Assignment 2 Lab 2 with 30% of data randomly selected

1 Load Data file and randomly selected 30% of the data

The columns vary a lot in the range. Some values like BAvg are averages so are in a range of 0.235 to 0.282, while values like TB are in the range 2090 to 2615. This is the reason scaling is required before we apply Non- metric MDS. Scaling the data gets all the values in the same range, this would allow the NMDS algorithm to reduce the dimensions of the data more efficiently.

2 Performing Non-Metric MDS

Since the data points are reduced to just 30%, it is hard to see a difference between the legues in this plot. We could say that the National League(NL) teams are spread out towards the positive side of the Y-axis, and the American League(AL) teams are more spread towards the negative side of the Y-axis. The points are well spread out so it is hard to tell if a MDS component is providing better differentiation between the leagues. In my opinion V1 was doing a better split between the leagues compared to V2.

According to this plot “Kansas City Royals” looks like an outlier to me. Since the number of points are very few it is hard to tell anything about it.

## initial  value 12.635925 
## iter   5 value 8.738134
## final  value 8.606426 
## converged

3 Shepard Plot

MDS was able to decrease the stress value upto 8.6%. Given that the dataset had 26 dimension and very few data points, getting it down to 2 dimensions, with stress level of 8.6 is good.

Some of the observation pairs that were hard for MDS to map were -

“Chicago Cubs and St Louis Cardinals”

“Minnesota Twins and St Louis Cardinals”

“Chicago Cubs and Pittsburg pirates”

“Chicago Cubs and Cleveland Indians”

It looks like “Chicago Cubs” and “St Louis Cardinals” were common amoung most of the points that MDS found hard to map.

4 Series of Plots against V1

Since V1 was spliting the leagues better, I plotted all the variables against it and found that Runs per game and RBI had a strong negative correlation with V1. On searching for these on google we found, these two turned out to be really important factors in baseball to differentiate teams and rank them.

Runs Per Game - It is clearly an important statistic in baseball as the team scoring more runs pre game on average is the better team. It is an important differentiating factor between teams.

RBI(Runs batted in) - RBI is a statistic in baseball that credits a batter for making a play that allows a run to be scored. The top teams in the league have a high RBI. It is an important batting statistic in baseball.

Both of these Runs pre Game and RBI are important batting statistics in baseball and both of them were negatively correlated to V1.

5 Comparision of analysis for 100% data and randomly selected 30% of the data

The task of just using 30% of the data randomly selected to make our analysis was very dufficult in this case. This is a very small dataset of just 30 obsevations about the baseball teams, and taking 30% of that means we had to work with just 9 observation(9 teams). It was dufficult to make any conclusive decisions looking at the plot. The reduced dataset had an equal distribution between the leagues(5 from AL and 4 from NL), which made it a litte easier. An unbalanced dataset would have been even more dufficult to analyse.

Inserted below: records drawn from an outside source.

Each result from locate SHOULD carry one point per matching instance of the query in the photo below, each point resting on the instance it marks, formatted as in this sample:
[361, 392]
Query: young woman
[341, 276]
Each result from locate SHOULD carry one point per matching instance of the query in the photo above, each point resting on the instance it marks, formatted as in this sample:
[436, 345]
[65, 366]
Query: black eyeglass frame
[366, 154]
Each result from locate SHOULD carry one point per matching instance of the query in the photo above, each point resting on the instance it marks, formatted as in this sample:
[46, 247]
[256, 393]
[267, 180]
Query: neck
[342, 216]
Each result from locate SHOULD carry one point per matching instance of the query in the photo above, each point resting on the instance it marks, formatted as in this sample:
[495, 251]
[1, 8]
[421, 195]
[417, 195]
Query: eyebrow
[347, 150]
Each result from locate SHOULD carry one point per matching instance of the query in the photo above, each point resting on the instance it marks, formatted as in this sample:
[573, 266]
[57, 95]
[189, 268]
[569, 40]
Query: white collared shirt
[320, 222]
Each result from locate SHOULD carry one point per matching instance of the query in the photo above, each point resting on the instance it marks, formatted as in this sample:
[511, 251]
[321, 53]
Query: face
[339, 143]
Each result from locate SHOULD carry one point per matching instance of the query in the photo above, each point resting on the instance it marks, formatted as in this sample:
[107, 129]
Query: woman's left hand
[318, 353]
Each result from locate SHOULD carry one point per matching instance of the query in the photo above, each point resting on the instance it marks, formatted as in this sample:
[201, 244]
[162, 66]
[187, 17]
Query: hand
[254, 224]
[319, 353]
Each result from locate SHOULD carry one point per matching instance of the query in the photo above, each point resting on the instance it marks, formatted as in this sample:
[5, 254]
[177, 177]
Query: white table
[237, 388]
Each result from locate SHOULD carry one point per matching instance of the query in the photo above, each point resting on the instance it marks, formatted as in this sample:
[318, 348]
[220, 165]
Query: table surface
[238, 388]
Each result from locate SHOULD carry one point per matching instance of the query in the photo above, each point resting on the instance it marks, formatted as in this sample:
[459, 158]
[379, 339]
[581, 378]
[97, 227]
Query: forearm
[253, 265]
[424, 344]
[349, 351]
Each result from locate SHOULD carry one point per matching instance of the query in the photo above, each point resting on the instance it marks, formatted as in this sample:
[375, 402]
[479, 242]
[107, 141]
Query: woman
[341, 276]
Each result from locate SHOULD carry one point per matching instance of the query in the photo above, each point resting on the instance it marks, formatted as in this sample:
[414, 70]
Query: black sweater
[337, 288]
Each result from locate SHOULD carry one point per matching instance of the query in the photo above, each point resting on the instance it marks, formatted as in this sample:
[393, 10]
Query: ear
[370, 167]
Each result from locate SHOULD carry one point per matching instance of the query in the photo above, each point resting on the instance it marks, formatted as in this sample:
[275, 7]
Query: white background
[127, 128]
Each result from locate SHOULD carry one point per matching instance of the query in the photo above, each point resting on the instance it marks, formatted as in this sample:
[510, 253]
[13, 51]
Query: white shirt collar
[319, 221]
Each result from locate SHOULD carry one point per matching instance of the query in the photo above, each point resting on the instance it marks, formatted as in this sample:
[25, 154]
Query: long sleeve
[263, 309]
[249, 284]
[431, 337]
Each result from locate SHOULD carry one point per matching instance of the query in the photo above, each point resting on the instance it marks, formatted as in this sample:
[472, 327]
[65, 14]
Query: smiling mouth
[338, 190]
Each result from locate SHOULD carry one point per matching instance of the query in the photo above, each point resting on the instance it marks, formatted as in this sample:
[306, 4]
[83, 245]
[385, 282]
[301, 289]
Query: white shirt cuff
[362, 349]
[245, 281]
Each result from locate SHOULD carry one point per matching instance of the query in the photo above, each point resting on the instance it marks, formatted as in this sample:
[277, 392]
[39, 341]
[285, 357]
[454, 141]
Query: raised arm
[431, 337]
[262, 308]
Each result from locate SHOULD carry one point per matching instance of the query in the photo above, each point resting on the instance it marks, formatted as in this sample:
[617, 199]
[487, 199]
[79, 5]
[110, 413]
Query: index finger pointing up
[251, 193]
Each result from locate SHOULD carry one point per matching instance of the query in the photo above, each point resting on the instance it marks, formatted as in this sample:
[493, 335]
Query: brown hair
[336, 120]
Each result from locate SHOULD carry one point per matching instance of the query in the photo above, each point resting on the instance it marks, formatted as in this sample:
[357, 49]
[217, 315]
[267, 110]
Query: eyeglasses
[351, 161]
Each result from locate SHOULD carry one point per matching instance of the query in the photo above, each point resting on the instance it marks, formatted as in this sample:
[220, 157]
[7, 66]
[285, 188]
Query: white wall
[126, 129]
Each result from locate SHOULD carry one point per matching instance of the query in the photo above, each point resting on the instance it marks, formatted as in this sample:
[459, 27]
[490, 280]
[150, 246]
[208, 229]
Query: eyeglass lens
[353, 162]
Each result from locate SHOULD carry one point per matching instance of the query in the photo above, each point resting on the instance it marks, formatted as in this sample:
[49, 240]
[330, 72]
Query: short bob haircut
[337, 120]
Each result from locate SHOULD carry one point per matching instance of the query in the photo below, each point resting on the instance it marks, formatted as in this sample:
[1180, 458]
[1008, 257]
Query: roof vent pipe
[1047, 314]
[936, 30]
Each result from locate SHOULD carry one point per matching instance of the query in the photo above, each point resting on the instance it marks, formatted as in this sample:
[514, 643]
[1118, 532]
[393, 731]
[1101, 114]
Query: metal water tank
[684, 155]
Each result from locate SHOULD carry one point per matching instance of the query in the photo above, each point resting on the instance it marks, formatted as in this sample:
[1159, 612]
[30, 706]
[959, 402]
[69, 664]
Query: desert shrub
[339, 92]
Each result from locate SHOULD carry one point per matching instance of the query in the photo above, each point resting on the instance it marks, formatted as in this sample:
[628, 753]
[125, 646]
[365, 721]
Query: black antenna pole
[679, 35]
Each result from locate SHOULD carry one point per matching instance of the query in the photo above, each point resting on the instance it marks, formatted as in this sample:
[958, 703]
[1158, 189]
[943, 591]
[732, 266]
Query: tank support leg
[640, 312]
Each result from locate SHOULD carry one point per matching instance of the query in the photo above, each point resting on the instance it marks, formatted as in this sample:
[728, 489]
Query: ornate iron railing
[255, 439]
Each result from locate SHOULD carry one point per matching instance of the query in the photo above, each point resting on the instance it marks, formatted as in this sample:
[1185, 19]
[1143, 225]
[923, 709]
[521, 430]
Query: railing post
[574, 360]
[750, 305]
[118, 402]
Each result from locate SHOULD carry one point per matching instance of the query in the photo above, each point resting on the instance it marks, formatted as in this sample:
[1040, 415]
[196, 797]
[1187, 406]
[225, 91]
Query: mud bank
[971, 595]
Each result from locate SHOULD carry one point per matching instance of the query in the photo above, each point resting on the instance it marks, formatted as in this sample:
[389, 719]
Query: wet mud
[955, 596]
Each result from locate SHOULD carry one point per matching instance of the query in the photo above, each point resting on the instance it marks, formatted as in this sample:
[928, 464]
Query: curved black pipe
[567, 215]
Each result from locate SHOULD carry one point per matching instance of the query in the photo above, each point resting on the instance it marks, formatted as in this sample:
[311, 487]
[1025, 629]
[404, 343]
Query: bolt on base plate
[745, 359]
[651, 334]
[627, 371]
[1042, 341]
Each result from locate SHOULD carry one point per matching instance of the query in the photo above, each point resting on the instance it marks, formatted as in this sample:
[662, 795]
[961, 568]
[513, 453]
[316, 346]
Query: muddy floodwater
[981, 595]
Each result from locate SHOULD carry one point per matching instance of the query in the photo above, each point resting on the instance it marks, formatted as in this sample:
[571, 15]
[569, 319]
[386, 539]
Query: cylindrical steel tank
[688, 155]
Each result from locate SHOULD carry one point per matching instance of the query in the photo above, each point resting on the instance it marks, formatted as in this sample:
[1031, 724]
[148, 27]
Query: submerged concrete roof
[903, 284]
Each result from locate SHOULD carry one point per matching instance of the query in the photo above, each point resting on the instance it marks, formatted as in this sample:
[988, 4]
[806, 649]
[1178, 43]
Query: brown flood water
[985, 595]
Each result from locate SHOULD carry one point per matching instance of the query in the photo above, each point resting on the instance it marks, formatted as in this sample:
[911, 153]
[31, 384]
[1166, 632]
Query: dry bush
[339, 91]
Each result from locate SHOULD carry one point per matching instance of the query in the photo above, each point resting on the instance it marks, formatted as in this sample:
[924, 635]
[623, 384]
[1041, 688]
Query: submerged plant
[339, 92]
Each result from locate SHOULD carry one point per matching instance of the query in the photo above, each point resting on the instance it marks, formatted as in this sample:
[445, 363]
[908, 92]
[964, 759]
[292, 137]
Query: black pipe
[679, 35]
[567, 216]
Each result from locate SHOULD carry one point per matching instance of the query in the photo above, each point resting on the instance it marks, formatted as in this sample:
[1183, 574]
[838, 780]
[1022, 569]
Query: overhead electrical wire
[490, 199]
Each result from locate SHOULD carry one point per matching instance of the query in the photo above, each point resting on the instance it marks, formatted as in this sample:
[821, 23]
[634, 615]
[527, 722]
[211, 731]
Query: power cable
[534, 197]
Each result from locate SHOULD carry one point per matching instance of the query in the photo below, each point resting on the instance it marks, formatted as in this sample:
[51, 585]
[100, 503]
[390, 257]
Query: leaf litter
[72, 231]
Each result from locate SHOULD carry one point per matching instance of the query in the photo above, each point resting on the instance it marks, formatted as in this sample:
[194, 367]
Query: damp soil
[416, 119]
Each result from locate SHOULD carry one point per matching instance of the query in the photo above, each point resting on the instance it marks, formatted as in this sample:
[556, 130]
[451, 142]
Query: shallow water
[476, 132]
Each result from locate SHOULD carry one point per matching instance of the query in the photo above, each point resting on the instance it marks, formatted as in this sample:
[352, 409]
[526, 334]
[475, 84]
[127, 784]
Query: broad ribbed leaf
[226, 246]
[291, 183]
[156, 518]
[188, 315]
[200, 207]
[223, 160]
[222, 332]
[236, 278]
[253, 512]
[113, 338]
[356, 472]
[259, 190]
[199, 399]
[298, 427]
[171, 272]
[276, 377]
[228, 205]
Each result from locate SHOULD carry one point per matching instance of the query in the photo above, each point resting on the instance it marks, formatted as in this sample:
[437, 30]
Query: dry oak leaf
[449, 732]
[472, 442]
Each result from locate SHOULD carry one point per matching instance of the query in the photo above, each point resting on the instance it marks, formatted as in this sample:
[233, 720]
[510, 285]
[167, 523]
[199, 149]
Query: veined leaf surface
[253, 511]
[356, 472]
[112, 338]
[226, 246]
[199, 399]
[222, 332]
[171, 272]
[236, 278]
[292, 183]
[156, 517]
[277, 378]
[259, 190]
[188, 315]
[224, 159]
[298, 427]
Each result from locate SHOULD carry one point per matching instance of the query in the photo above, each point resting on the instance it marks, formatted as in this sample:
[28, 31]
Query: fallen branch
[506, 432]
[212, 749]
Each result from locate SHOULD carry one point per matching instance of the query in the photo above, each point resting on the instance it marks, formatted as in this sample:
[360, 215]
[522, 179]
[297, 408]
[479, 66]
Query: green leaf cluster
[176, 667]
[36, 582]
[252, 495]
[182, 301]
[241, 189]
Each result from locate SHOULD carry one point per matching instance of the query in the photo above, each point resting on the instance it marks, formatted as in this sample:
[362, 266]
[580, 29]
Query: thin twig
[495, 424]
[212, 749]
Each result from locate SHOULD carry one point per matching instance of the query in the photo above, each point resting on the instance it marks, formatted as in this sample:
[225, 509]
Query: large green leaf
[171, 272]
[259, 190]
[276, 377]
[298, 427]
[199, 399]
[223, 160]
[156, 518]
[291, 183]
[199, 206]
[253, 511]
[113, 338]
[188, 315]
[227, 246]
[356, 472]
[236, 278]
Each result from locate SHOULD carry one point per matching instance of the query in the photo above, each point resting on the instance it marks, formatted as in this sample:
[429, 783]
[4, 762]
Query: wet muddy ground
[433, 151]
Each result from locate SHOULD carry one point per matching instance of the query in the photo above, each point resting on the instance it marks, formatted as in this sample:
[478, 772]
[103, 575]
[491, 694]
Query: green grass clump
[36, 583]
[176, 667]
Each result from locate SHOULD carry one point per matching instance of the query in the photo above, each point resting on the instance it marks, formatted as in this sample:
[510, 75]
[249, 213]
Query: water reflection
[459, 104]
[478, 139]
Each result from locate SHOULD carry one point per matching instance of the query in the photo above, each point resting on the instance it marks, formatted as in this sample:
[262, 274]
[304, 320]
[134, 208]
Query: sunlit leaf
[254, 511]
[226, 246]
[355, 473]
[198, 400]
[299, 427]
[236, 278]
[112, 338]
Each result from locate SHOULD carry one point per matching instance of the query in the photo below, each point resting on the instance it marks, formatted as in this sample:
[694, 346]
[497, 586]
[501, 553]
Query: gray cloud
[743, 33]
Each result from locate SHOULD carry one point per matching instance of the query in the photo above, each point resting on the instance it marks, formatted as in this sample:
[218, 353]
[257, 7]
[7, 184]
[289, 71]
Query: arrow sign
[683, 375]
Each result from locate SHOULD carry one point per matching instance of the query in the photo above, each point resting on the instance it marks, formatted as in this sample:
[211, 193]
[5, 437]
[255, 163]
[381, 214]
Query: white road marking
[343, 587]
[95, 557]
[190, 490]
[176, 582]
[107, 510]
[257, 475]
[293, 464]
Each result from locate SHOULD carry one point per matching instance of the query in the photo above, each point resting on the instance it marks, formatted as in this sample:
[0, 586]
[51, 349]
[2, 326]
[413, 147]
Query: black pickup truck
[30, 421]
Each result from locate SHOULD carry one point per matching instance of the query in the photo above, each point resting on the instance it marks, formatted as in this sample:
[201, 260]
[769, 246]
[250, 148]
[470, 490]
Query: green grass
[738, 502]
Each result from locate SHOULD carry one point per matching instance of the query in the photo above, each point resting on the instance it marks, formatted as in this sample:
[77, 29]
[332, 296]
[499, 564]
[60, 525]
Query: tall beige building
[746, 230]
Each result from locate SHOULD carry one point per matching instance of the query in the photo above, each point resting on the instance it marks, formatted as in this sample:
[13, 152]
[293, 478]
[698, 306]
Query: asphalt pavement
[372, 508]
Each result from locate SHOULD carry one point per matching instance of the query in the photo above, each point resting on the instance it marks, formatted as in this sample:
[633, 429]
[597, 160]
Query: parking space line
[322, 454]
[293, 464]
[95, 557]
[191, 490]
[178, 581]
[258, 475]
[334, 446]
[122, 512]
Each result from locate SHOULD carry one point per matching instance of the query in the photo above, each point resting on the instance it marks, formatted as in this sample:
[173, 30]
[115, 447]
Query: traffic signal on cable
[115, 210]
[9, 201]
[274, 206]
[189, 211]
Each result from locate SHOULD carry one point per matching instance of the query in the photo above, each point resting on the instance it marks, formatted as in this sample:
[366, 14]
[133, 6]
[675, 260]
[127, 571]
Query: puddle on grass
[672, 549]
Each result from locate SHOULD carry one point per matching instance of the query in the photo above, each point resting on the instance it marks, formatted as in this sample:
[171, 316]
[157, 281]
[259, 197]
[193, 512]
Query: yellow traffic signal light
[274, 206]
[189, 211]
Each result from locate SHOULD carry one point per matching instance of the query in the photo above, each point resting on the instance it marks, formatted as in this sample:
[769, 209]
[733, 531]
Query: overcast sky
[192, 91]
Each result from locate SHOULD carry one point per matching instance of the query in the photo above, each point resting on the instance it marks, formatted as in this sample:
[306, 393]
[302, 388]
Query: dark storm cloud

In case of question two of this assignmnet where we had to do non-metric MDS on the data, the MDS worked pretty efficiently as there were fewer data points but it was dufficult to answer the question which MDS component is giving us a better split between the leagues.

The last question where we had to find the baseball statistic that had good correlation with the selected component was dufficult to answer. There were very few points and it was hard to conclude which of the statstic were better correlated with the component.

The analysis did not change much though with fewer data points. They both had almost the same statistics that had good correlation witht the component, but it was hard to choose among them for the best statistic. Statistics like AB, Runs, Hits, BAvg, RBI, OPS, TB etc are the once that had good positive/negative correlation with the selected component in both of them. So for this assignment, doing the analysis was dufficult when the data points were reduced.

Assignment 1 Lab 6 with 30% of data randomly selected

1 Network Plot Degree 0

30% of the nodes were randomly selected in this dataset and the corresponding links were kept in the links variable for making the network plot.

The Bombing group and the Non Bombing groups are seperated by colors Red and Blue respectively. There are more people in the non bombing group. Since the nodes were randomly selected most of the nodes lost their connecting nodes and do not have any links. As the number of nodes are very few now, it is easier to visualize it. The two main nodes with the maximum connections belog to the bombing group and their names are “Mohamed Chaoui” and “Jamal Zougam”.

The clusters found in each of the groups are as follows -

  • In the bombing group the two main clusters found are originated at “Jamal Zougam” and “Mohamed Chaoui”.There are also another smaller cluster “Jamal Ahmidan”.

  • In the Non bombing group the main cluster found was originated at “Amer Azizi”. There are some other smaller clusters in the Non bombing group. From the plot it looks like “Amer Azizi” and “Mohamed El Egipcio” had direct links to the bombing group.

2 Network Plot Degree 1

“Jamal Zougam” is the person with most number of connections in the network so he is the one who could spread information fastest.

“Jamal Zougam” (born 1973 in Tangier) was one of six men implicated in the 2004 Madrid train bombings. He was detained on 13 March 2004, accused of multiple counts of murder, attempted murder, stealing a vehicle, belonging to a terrorist organisation and four counts of carrying out terrorist acts. Spain’s El Pa’s newspaper reported that three witnesses testified to seeing him leave a rucksack aboard one of the bombed trains.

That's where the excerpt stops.